Quelque part dans ses Coulisses, Juan donnait comme conseil aux blogueurs politiques de toujours "lire l'ennemi". Ce n'est pas si difficile, par les temps qui courent, puisque souvent l'ennemi est partout. Il suffit de lire la presse. Mais comme je suis un peu à la plage, pour ainsi dire, j'ai décidé de pousser le bouchon un peu plus loin en m'achetant Le Point avec, en couv', L'omni-président : l'homme qui veut tout faire. Quand le reste de la presse magazine prépare leurs numéros "spécial sexe", Le Point se lance lubriquement dans l'adoration de la puissance du TGH, espérant aider l'Elysée à transformer ses faiblesses communicationnelles en force, guidé, on imagine, par les communicants, les Saussez et les Guéants, pour refaire l'image de celui qui reste, malgré ses 35% dans les sondages, l'homme fort du régime.
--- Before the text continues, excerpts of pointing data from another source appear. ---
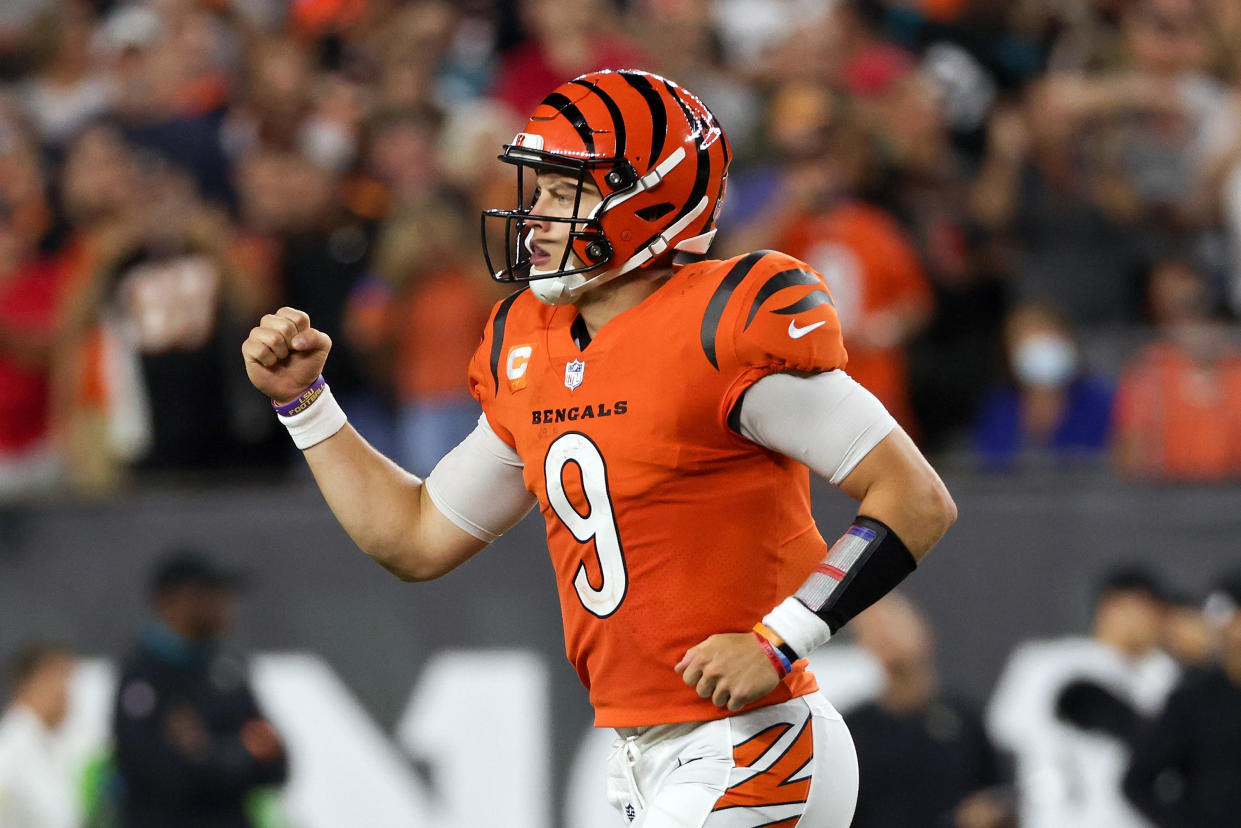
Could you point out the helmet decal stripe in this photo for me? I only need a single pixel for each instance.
(778, 282)
(720, 301)
(501, 317)
(812, 299)
(613, 109)
(704, 159)
(566, 108)
(658, 112)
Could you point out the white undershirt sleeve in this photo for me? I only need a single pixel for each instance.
(827, 421)
(478, 486)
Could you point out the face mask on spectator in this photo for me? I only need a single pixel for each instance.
(1044, 360)
(328, 144)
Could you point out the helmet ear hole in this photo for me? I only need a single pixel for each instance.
(598, 250)
(621, 178)
(655, 211)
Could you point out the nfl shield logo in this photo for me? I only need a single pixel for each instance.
(573, 374)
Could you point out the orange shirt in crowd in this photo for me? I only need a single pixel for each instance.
(1179, 418)
(874, 273)
(436, 329)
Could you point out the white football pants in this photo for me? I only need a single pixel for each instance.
(784, 765)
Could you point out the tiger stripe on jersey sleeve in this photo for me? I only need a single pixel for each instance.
(484, 366)
(770, 313)
(719, 302)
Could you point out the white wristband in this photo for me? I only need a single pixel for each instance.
(319, 421)
(798, 626)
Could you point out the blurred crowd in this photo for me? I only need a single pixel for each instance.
(1133, 721)
(1029, 212)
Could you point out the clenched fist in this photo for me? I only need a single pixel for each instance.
(731, 669)
(284, 354)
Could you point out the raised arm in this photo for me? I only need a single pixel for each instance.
(387, 512)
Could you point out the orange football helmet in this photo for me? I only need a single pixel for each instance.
(658, 158)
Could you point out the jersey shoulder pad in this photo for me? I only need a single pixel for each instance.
(771, 310)
(489, 364)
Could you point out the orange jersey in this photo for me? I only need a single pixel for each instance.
(664, 525)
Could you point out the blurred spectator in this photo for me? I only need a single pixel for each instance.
(66, 88)
(925, 757)
(1187, 765)
(1121, 162)
(432, 304)
(1179, 400)
(37, 786)
(191, 745)
(163, 288)
(562, 41)
(170, 90)
(1187, 634)
(1051, 407)
(31, 284)
(1066, 708)
(876, 278)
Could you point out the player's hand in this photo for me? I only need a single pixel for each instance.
(730, 668)
(284, 354)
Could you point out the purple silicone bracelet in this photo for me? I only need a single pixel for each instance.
(303, 400)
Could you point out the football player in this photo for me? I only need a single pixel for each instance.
(663, 411)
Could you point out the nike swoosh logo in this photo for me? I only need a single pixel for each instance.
(797, 333)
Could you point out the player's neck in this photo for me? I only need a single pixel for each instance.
(607, 302)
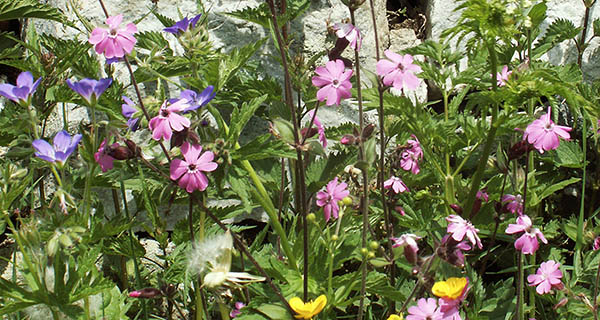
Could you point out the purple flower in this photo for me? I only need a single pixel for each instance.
(103, 157)
(513, 204)
(23, 91)
(459, 227)
(90, 89)
(128, 109)
(544, 135)
(114, 42)
(527, 242)
(396, 184)
(237, 310)
(350, 33)
(196, 100)
(502, 77)
(320, 128)
(183, 25)
(168, 119)
(409, 159)
(328, 198)
(333, 81)
(63, 147)
(547, 277)
(426, 309)
(399, 72)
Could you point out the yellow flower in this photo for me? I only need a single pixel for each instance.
(450, 289)
(309, 309)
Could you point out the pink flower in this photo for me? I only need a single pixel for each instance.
(527, 243)
(460, 227)
(543, 134)
(410, 157)
(334, 81)
(320, 128)
(547, 277)
(103, 157)
(328, 199)
(350, 33)
(396, 184)
(190, 172)
(114, 42)
(426, 309)
(513, 204)
(400, 72)
(168, 119)
(502, 77)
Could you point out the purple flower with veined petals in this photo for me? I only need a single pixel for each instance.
(399, 72)
(128, 109)
(460, 227)
(328, 198)
(547, 277)
(63, 147)
(544, 135)
(334, 82)
(527, 242)
(183, 25)
(196, 100)
(22, 92)
(168, 119)
(90, 89)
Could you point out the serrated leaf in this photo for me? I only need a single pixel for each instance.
(240, 117)
(19, 9)
(264, 147)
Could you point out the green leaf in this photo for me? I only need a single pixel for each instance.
(551, 189)
(240, 117)
(264, 147)
(568, 154)
(19, 9)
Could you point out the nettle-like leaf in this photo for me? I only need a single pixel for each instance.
(19, 9)
(559, 31)
(262, 15)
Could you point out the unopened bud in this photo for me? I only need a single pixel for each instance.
(348, 139)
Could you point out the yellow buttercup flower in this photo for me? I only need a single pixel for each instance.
(308, 310)
(450, 289)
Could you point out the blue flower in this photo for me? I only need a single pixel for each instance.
(196, 100)
(90, 89)
(183, 25)
(63, 143)
(128, 109)
(22, 92)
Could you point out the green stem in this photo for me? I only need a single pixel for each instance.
(579, 242)
(487, 149)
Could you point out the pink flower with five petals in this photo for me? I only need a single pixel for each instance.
(334, 81)
(190, 172)
(544, 135)
(399, 72)
(527, 242)
(328, 199)
(114, 42)
(547, 277)
(168, 119)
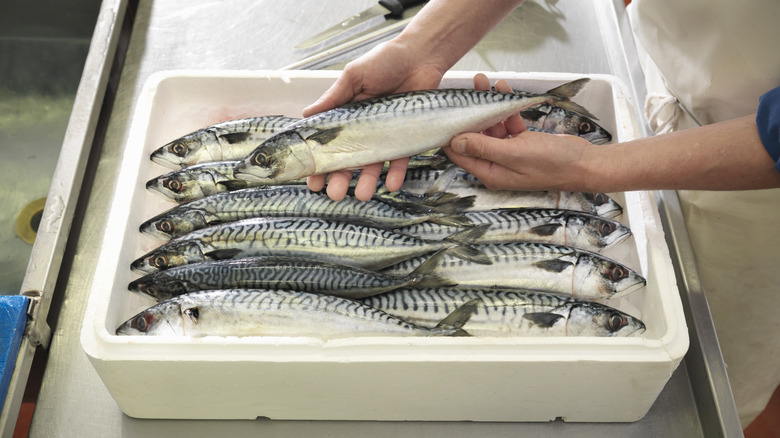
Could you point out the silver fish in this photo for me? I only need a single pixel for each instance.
(537, 266)
(284, 273)
(278, 313)
(319, 239)
(230, 140)
(459, 183)
(386, 128)
(296, 201)
(561, 227)
(556, 120)
(510, 312)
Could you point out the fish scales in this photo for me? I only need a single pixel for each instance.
(364, 132)
(337, 242)
(544, 267)
(277, 313)
(292, 201)
(510, 312)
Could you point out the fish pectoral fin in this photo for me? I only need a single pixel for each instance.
(222, 254)
(193, 313)
(231, 185)
(324, 136)
(459, 317)
(543, 319)
(235, 137)
(554, 265)
(545, 230)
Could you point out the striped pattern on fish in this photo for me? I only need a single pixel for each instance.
(282, 273)
(537, 266)
(562, 227)
(278, 313)
(509, 312)
(385, 128)
(294, 201)
(337, 242)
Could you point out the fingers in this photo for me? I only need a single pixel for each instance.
(366, 185)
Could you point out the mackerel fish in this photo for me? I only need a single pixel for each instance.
(295, 201)
(562, 227)
(510, 312)
(556, 120)
(319, 239)
(230, 140)
(456, 182)
(242, 312)
(536, 266)
(282, 273)
(389, 127)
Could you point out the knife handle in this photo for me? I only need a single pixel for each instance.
(396, 7)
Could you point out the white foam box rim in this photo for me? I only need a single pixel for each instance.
(377, 378)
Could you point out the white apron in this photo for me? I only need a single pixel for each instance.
(708, 61)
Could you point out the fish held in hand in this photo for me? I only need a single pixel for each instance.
(279, 313)
(386, 128)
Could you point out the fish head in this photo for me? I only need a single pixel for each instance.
(176, 222)
(584, 230)
(159, 285)
(283, 157)
(599, 277)
(599, 204)
(172, 254)
(177, 186)
(187, 150)
(163, 319)
(593, 319)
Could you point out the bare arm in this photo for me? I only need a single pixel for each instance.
(723, 156)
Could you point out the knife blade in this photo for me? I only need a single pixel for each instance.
(373, 16)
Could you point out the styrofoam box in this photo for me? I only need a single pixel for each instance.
(375, 378)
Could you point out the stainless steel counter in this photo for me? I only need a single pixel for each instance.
(586, 37)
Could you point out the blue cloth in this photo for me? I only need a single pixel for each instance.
(768, 123)
(13, 317)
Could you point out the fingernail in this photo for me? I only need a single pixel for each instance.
(459, 145)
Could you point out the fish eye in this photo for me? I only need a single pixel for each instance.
(616, 322)
(160, 261)
(178, 149)
(173, 185)
(585, 127)
(143, 322)
(617, 273)
(606, 228)
(261, 160)
(165, 226)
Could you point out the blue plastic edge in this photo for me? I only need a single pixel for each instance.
(13, 317)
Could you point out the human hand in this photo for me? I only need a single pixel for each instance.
(389, 68)
(509, 157)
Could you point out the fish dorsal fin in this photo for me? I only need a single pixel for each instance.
(543, 319)
(554, 265)
(569, 89)
(325, 136)
(546, 229)
(235, 137)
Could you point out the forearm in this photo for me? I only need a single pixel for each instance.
(445, 30)
(723, 156)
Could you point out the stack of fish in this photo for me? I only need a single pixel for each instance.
(251, 251)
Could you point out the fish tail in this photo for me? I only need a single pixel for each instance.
(452, 324)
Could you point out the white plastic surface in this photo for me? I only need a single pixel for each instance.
(479, 379)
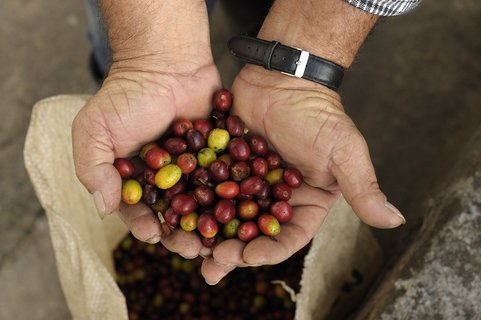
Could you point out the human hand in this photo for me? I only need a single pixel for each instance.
(306, 124)
(153, 80)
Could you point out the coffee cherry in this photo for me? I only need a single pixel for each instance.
(269, 225)
(230, 228)
(181, 126)
(207, 225)
(239, 149)
(247, 231)
(247, 210)
(218, 171)
(282, 210)
(183, 204)
(204, 126)
(209, 242)
(251, 185)
(195, 140)
(187, 162)
(239, 171)
(281, 191)
(146, 148)
(157, 158)
(218, 140)
(292, 177)
(189, 222)
(125, 167)
(227, 189)
(200, 176)
(175, 145)
(242, 197)
(235, 126)
(176, 189)
(265, 192)
(149, 176)
(218, 119)
(168, 176)
(259, 167)
(273, 160)
(205, 157)
(224, 211)
(172, 218)
(161, 205)
(226, 158)
(222, 100)
(204, 195)
(150, 194)
(264, 203)
(131, 191)
(274, 176)
(258, 145)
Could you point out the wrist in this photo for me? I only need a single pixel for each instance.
(162, 36)
(331, 29)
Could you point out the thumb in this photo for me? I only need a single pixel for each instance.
(354, 172)
(93, 158)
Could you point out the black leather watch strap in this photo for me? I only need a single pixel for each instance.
(290, 61)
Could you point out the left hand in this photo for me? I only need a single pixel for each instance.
(306, 124)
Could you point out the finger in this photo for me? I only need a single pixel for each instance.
(353, 169)
(185, 243)
(213, 272)
(141, 221)
(308, 195)
(294, 236)
(93, 157)
(229, 252)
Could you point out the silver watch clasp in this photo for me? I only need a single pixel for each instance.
(301, 65)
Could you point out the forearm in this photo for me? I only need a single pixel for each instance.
(157, 30)
(331, 29)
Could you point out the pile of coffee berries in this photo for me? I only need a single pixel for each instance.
(212, 177)
(159, 284)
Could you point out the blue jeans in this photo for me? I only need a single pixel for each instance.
(97, 34)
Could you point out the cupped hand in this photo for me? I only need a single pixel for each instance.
(306, 124)
(135, 106)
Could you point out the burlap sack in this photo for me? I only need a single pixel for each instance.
(343, 259)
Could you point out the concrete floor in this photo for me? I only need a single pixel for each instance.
(414, 93)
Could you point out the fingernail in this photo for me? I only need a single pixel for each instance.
(212, 283)
(154, 239)
(99, 204)
(396, 211)
(223, 264)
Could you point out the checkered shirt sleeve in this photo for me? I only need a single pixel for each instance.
(385, 7)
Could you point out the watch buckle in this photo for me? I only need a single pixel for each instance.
(301, 65)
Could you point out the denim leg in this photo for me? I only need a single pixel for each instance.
(97, 33)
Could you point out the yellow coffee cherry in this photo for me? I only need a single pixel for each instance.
(189, 222)
(218, 139)
(167, 176)
(205, 157)
(131, 191)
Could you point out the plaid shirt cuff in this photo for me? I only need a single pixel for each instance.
(385, 7)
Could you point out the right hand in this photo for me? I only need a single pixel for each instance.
(135, 106)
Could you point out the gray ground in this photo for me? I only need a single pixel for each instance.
(414, 93)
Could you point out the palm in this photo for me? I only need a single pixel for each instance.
(131, 109)
(137, 112)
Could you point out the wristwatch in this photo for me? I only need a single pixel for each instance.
(290, 61)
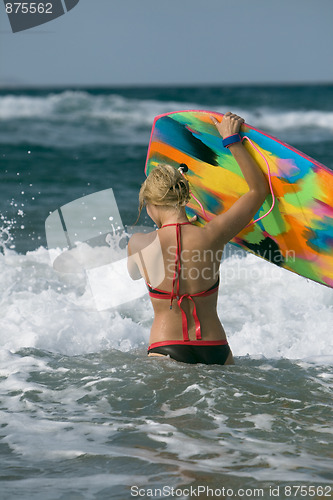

Et c'est en lisant ces pages que j'ai commencé à formuler ce qui sera, vraisemblablement, le fondement de l'argumentaire sarkozyën pendant les années à venir. Quels que soient les difficultés, les couacs, les abérrations, les faux-pas, les imbécilités, les coups tordus et fourrés de ce qu'il faudra appeler désormais le "Bloc quinquennal", l'axe un peu fratricide Sarkozy-Copé, quoi qu'il arrive, on pourra toujours dire : Sarkozy, lui, au moins, il bosse.
On a beau suggérer qu'il ne peut y avoir qu'un seul Président à la fois, et qu'il est donc normal que celui qui l'est fasse un travail de Président, que la République 5.1 ne laisse pas plus de place à l'opposition que la version précédente, et que celle-ci n'a pas l'occasion d'entreprendre la moindre action, ne peut guère bosser, tous ces arguments techniques n'enleveront pas l'impression qu'il n'y a que Lui à travailler, pendant que les autres se chamaillent, se prennent la tête pour ci ou ça.
Pour booster ses ministres, il a constitué une véritable armée dans les rouages de L'État qui privilégie la compétence et l'efficacité sur l'idéologie.
L'article de Sylvie Pierre-Brossolette insiste sur le fait que Sarkozy est en train de changer la manière dont les hauts fonctionnaires sont recrutés, boudant les "technocrates" et favorisant des candidats "capables d'entrâiner leur administration et d'appliquer avec zèle sa politique". Des sortes de mini-TGH que l'on lâche dans la nature. Pour tout justifier, on fait l'impasse sur "l'idéologie", préférant celle de l'"efficacité", une idéologie d'autant plus efficace (les mauvais esprits diraient : "dangereuse") qu'elle prétend n'en être pas une. Des types qui bossent, encore une fois.
En général, dans la publicité, il faut centrer son message sur les points faibles de son produit : pour vendre un yaourt dégueulasse, il vaut mieux dire qu'il est délicieux. L'impopularité et l'inefficacité des mesures de Sarkozy vont devenir, pour lui et ses communicants, des points forts : Sarkozy est désavoué par l'électorat ? C'est qu'il s'en fout d'être populaire, il bosse, il avance. Les mesures économiques sont autant de flops? C'est que le Très Grand Homme oeuvre dans la durée, il "réforme la France", c'est un travail tellement profond que nous, pauvres imbéciles que nous sommes, ne pouvons même pas deviner les effets positifs. Car, vous voyez, celui qui ne peut pas laisser passer plus d'un news cycle sans qu'on parle de lui, en réalité il travaille sur du très long terme.
Et devant cet argument ("au moins il bosse"), je n'ai, pour l'instant, pas de réponse. Il est d'autant plus difficile à contrer qu'il est simplissime. Pour le contrer, les grandes explications, les leçons de politique et de justice sociale n'y feront rien. Il faut une phrase, il faut trouver la phrase.
Sarkozy, au moins, il bosse.
Oui, mais ça ne donne rien.
Pas terrible, je sais. Il va falloir réfléchir.